Depuis l’indépendance, il n’y pas vraiment eu d’équipe dirigeante avec ce « goût pour l’intérêt général ». Et même lorsqu’il y avait au départ de bonnes intentions, celles-ci n’ont pas résisté à l’appel du loup, et les intérêts particuliers à court terme ont toujours fini par prendre le pas sur l’intérêt général à long terme.
Sans chercher à insulter quiconque, notre pays a manqué cruellement jusqu’à maintenant de vrais hommes d’État capables de bâtir pour l’avenir. En plus, toutes les équipes dirigeantes depuis 50 ans n’ont vu dans l’Administration qu’un instrument à leur service et non un vrai outil pérenne pour la conduite des affaires publiques, et pour l’intérêt exclusif de la population.
La vie politique étant courte et aléatoire, la tentation de ne pas raisonner au-delà de la durée du mandat est grande. Et c’est là toute la différence entre hommes politiques et hommes d’État.
Alors, c’est maintenant que tous ceux qui estiment avoir le profil et la capacité, doivent se déclarer afin que l’on puisse les identifier dès maintenant, faire le tri et plus tard faire le choix démocratique via des élections.

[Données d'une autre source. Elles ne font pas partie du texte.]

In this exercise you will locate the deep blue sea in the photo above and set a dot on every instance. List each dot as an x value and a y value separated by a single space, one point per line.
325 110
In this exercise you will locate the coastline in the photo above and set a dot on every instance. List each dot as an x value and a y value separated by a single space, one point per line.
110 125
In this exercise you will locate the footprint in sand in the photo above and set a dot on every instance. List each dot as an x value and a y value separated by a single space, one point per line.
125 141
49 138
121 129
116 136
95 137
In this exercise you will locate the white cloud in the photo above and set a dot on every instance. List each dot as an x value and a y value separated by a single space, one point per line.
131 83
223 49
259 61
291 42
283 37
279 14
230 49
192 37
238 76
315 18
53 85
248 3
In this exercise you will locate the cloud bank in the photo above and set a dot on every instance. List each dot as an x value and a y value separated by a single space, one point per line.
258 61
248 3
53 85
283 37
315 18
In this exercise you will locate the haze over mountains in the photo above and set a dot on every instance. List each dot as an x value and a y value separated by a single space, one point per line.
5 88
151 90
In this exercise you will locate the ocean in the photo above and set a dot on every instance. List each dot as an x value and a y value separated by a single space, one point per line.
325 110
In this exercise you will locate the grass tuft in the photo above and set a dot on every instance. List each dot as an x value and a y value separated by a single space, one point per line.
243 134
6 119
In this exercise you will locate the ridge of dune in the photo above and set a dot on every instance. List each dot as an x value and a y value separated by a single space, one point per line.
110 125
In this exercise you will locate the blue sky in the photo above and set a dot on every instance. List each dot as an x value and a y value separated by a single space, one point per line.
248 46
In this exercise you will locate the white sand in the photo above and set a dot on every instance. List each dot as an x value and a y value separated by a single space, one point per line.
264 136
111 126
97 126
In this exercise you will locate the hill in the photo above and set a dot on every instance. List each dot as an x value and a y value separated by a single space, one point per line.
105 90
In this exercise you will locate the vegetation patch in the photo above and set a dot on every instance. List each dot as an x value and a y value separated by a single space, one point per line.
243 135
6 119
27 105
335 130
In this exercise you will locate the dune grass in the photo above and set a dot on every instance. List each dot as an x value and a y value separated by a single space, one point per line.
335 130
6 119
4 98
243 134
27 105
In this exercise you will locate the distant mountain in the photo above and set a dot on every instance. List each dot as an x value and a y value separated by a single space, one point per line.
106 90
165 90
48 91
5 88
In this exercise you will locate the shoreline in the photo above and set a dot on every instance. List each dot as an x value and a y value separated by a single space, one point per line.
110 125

Mesdames et messieurs, à vous de nous exposer votre vision de la reconstruction de notre pays et présentez nous votre équipe.
Allez, une note d’humour dans cette affaire très sérieuse : on devrait en même temps que cet appel à candidature, lancer le comité : TS ZRRR ou TS Z-3R.
Quézaco ? C’est le comité : Tout Sauf Zafy, Ratsiraka, Ravalomanana et Rajoelina.
Une blague ? Peut-être... Quoique, dès juin 2009, nous regrettions que les négociateurs internationaux n’aient pas réussi à convaincre ces quatre là de ne pas se présenter. Nous n’en serions certainement pas là si chacun avait été renvoyé au piquet.